A few years back, coffee heads everywhere went nutso for coffee tonics, which are a meld of cold brew coffee and, shockingly enough, tonic. They're great! All bubbly, tangy, and chill. What I'm talking about is way lazier, nearly as delightful, and takes little to no forethought—just a small amount of willpower to leave the last cup or two of coffee in the pot from the morning. (Pro dirtbag tip: Pour leftover cold coffee into a lidded jar or pitcher over the course of a couple days and keep it in the fridge, or even better, freeze it. This is not the time for preciousness.)
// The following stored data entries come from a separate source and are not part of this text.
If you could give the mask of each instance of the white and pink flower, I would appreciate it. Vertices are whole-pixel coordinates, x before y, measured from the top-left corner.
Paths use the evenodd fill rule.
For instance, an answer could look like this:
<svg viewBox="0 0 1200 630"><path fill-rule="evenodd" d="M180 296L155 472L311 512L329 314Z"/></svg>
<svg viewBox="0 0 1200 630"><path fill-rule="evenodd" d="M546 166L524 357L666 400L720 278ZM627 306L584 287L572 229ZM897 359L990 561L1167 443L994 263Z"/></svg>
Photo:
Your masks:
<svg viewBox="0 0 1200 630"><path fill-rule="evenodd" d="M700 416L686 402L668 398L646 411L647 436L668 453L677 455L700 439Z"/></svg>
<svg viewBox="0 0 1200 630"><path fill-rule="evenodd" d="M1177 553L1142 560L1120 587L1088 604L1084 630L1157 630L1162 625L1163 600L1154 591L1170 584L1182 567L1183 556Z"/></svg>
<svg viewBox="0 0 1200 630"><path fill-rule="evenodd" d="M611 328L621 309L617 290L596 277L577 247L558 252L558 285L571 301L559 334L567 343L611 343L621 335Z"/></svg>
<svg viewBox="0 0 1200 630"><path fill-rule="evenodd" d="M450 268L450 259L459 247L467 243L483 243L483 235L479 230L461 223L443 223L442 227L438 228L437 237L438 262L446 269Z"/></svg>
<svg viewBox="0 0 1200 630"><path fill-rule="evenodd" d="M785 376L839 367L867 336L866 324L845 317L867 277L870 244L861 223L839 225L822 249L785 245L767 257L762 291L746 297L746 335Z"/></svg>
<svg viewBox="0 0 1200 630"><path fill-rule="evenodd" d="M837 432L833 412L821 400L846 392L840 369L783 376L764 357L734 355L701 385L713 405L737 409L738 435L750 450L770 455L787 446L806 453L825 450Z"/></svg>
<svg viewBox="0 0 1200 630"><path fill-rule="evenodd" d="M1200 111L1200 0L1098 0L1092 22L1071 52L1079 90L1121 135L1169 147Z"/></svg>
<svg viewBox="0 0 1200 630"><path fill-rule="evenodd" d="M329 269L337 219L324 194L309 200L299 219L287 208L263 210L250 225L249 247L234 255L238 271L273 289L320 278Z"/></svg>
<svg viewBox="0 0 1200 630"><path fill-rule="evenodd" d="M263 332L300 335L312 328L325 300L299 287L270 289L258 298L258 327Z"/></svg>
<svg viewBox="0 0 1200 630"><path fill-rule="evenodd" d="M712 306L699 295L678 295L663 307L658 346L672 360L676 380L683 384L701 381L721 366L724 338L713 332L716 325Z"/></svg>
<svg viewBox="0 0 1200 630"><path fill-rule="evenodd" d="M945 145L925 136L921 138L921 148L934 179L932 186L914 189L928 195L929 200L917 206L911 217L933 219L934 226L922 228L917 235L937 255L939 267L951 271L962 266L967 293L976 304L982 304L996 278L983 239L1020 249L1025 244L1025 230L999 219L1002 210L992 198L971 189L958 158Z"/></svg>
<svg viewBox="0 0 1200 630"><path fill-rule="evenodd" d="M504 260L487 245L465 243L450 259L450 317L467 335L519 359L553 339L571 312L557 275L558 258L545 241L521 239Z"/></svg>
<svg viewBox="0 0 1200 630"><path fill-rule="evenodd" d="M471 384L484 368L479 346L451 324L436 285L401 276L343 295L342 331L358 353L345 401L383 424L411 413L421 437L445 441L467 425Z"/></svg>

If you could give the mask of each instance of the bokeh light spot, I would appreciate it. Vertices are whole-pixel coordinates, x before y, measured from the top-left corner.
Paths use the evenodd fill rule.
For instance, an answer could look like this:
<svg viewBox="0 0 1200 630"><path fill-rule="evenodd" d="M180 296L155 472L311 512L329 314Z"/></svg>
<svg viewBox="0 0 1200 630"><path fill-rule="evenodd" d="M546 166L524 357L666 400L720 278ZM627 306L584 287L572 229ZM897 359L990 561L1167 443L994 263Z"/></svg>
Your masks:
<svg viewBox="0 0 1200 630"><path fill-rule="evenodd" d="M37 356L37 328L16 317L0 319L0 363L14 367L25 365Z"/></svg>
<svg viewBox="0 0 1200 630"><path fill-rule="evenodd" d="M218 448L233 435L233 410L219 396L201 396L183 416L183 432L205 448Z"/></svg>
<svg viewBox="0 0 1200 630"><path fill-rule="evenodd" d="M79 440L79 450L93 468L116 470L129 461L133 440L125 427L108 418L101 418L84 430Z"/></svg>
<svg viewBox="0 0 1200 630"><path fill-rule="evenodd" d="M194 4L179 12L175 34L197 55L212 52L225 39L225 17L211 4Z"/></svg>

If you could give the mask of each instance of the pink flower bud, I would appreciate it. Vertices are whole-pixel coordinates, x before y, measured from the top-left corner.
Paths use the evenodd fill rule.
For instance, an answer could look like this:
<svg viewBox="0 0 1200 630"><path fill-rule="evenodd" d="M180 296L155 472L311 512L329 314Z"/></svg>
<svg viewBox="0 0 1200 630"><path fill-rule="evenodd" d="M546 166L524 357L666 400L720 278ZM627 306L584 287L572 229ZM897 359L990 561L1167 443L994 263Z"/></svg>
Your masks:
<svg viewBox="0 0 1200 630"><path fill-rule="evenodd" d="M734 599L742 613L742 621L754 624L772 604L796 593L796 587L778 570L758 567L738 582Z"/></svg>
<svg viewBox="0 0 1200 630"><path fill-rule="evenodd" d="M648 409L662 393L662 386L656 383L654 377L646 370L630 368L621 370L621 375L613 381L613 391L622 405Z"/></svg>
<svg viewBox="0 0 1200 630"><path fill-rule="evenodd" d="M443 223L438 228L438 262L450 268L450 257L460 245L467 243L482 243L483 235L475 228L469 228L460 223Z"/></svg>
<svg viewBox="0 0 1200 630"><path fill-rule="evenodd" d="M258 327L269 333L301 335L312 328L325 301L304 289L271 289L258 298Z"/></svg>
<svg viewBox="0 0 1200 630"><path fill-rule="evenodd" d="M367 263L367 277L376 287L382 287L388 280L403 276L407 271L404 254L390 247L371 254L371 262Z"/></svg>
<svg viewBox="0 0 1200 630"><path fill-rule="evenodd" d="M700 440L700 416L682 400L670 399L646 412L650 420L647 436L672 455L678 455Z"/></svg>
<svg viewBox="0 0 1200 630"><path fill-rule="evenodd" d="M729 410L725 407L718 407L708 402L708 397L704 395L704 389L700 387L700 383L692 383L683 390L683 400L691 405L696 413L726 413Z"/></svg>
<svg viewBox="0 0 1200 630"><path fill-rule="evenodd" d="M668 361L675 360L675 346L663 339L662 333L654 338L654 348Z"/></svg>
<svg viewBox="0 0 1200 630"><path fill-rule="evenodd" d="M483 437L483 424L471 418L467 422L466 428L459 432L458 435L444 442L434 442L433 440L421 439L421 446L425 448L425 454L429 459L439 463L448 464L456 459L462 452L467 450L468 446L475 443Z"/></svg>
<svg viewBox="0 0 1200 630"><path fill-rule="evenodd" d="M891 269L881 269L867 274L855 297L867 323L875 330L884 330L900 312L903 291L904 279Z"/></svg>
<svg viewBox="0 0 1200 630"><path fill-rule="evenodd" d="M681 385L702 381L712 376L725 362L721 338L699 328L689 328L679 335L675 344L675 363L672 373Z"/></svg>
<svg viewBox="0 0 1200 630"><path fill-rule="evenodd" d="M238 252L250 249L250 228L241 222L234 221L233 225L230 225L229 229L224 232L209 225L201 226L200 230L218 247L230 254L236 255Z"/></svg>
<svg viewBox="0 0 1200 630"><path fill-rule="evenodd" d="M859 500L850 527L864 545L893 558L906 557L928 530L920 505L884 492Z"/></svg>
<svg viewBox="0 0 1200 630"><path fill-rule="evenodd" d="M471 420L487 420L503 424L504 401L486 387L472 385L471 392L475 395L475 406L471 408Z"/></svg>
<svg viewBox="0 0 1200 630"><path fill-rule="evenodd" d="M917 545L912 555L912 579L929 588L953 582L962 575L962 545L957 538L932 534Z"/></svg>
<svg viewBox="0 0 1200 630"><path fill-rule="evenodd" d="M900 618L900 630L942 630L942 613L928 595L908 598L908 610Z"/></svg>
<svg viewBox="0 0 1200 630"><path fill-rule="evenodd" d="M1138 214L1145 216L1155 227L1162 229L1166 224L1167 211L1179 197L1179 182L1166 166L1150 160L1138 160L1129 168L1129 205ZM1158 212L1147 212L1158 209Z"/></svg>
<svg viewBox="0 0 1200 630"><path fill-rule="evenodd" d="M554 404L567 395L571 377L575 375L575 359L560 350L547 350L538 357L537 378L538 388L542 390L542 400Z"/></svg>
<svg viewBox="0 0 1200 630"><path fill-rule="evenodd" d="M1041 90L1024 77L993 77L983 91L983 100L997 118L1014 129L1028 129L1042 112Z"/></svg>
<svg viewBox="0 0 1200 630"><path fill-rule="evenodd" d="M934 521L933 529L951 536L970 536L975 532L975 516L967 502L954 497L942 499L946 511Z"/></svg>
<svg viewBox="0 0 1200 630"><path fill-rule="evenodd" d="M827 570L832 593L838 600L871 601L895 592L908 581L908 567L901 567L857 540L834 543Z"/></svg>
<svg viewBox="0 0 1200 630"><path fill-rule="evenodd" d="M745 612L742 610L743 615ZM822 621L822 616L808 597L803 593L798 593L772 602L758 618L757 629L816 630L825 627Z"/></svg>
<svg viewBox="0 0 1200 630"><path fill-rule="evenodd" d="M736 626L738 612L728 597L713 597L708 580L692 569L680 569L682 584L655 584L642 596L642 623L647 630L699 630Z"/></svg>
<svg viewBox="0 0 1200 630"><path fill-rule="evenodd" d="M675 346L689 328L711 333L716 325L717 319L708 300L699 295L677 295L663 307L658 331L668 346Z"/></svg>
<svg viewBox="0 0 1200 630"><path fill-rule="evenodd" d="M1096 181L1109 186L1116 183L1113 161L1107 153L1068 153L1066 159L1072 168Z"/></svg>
Ready? Put some ice in a tall glass, and if that is crushed or pebble ice, that's even better but by no means imperative. Pour the leftover coffee from the morning in there, about halfway to two-thirds of the way up, then top that with seltzer an inch or so short of the top, because it fizzes up in an unexpected and delightful way. Squeeze in some lemon if you happen to have one on hand, and sip away like the sweat-free, cooly-caffeinated genius that you are. And sure, if you want to put your favorite dairy or nutmilk (a.k.a. milk made of lies but whatever gets you through the day) in there, it is your prerogative as a free American human, but leave out the lemon because curdled milk coffee fizz is really gross.